Existing ontologies are incomplete and lack proper semantics.

Current standards are often non-interoperable and ambiguous.

There is a significant gap in developing comprehensive cyber threat ontologies.

Abstract

Cyber threat intelligence is the provision of evidence-based knowledge about existing or emerging threats. Benefits from threat intelligence include increased situational awareness, efficiency in security operations, and improved prevention, detection, and response capabilities. To process, correlate, and analyze vast amounts of threat information and data and derive intelligence that can be shared and consumed in meaningful times, it is required to utilize structured, machine-readable formats that incorporate the industry-required expressivity while at the same time being unambiguous. To a large extent, this is achieved with technologies like ontologies, schemas, and taxonomies.
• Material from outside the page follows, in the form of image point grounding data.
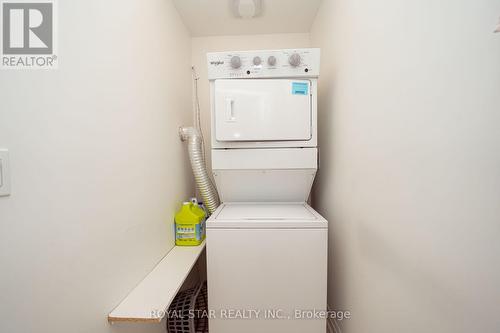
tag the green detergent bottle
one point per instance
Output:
(190, 225)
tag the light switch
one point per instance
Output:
(4, 173)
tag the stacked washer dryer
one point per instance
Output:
(266, 248)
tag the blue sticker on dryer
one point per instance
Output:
(300, 88)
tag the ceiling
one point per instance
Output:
(214, 17)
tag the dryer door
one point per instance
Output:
(263, 110)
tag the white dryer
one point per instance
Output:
(266, 248)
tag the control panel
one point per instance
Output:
(263, 64)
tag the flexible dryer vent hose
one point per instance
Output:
(205, 186)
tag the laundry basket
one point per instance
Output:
(181, 317)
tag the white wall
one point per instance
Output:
(97, 166)
(410, 174)
(202, 45)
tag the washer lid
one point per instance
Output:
(266, 215)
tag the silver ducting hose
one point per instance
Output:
(207, 189)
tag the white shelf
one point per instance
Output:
(150, 300)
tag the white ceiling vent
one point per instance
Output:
(246, 9)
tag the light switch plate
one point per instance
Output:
(4, 173)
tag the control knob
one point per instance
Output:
(235, 62)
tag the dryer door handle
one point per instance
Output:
(230, 110)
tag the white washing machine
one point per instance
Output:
(266, 247)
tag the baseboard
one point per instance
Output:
(331, 325)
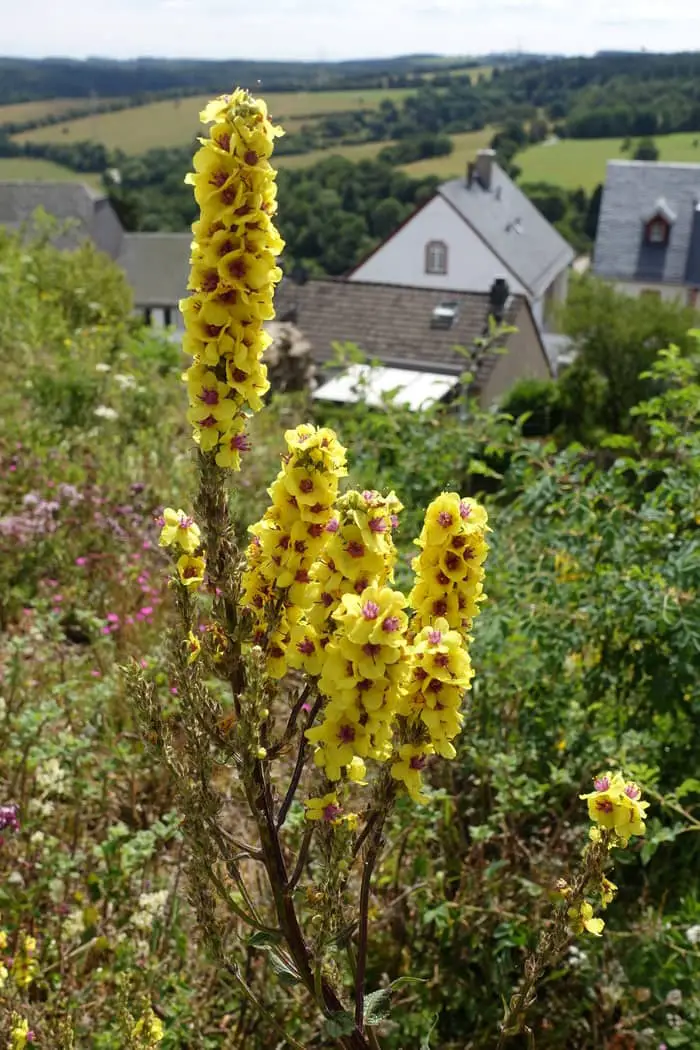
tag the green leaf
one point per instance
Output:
(688, 786)
(425, 1042)
(338, 1025)
(377, 1006)
(283, 967)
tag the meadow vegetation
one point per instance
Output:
(586, 658)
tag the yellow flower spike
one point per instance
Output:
(19, 1033)
(148, 1030)
(357, 771)
(191, 570)
(326, 809)
(582, 919)
(178, 529)
(25, 966)
(193, 647)
(411, 761)
(615, 804)
(449, 570)
(233, 273)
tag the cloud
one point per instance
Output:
(340, 28)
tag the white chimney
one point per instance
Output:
(484, 163)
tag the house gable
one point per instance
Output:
(404, 258)
(649, 229)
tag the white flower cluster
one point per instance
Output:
(51, 777)
(151, 907)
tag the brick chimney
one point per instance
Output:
(484, 166)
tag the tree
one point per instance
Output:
(616, 337)
(647, 150)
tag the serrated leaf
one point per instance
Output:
(377, 1006)
(338, 1025)
(283, 967)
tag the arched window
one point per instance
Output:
(657, 231)
(436, 257)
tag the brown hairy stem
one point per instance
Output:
(298, 769)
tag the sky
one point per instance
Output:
(329, 29)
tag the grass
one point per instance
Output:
(573, 163)
(473, 72)
(174, 122)
(361, 151)
(35, 168)
(34, 110)
(466, 146)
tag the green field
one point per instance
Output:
(174, 122)
(573, 163)
(36, 169)
(35, 110)
(473, 74)
(362, 151)
(466, 146)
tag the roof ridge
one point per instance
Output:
(406, 288)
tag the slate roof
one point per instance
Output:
(632, 192)
(513, 229)
(66, 201)
(156, 266)
(391, 322)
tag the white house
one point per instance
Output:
(471, 231)
(648, 240)
(156, 265)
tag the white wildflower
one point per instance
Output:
(51, 777)
(126, 382)
(104, 412)
(151, 907)
(40, 807)
(73, 924)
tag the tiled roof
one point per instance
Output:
(156, 266)
(390, 322)
(512, 227)
(633, 191)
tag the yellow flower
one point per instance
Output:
(376, 616)
(191, 570)
(193, 647)
(304, 651)
(179, 530)
(582, 919)
(25, 966)
(148, 1030)
(19, 1033)
(616, 805)
(233, 274)
(608, 891)
(411, 761)
(326, 809)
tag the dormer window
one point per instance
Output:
(436, 257)
(658, 224)
(657, 231)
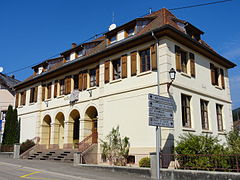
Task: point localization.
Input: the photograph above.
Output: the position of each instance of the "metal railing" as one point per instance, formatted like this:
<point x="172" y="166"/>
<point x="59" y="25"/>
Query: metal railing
<point x="219" y="162"/>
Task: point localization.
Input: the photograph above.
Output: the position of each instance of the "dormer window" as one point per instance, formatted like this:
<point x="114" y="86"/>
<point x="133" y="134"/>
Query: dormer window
<point x="113" y="39"/>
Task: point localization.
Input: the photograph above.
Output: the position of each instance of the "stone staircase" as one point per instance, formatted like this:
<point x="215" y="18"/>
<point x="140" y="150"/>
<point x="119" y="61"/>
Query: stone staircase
<point x="54" y="155"/>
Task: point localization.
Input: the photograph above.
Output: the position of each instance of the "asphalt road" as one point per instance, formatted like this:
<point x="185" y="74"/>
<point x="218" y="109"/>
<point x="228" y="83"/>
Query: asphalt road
<point x="15" y="169"/>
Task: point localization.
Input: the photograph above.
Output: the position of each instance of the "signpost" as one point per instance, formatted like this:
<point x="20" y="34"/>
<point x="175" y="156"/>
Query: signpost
<point x="160" y="114"/>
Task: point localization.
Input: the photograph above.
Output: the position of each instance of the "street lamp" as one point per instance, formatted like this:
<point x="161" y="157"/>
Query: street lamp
<point x="172" y="74"/>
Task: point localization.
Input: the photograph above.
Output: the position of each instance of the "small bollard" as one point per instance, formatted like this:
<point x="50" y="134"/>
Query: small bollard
<point x="76" y="158"/>
<point x="16" y="153"/>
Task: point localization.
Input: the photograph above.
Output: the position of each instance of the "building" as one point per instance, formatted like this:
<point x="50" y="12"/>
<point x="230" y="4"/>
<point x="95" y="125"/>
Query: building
<point x="7" y="94"/>
<point x="81" y="95"/>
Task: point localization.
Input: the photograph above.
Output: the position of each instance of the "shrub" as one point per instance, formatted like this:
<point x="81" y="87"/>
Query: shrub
<point x="26" y="145"/>
<point x="144" y="162"/>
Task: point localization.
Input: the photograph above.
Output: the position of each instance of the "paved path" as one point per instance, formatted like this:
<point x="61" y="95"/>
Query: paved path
<point x="15" y="169"/>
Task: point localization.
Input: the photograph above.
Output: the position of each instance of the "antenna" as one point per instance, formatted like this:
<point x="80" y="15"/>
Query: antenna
<point x="1" y="69"/>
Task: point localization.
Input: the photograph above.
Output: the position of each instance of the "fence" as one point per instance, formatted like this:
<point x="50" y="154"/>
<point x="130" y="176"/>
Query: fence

This research evaluates the coverage and high-level conceptual expressivity of cyber-threat-intelligence-relevant ontologies, sharing standards, and taxonomies pertaining to the who, what, why, where, when, and how elements of threats and attacks in addition to courses of action and technical indicators. The results confirm that little emphasis has been given to developing a comprehensive cyber threat intelligence ontology, with existing efforts being not thoroughly designed, non-interoperable, ambiguous, and lacking proper semantics and axioms for reasoning.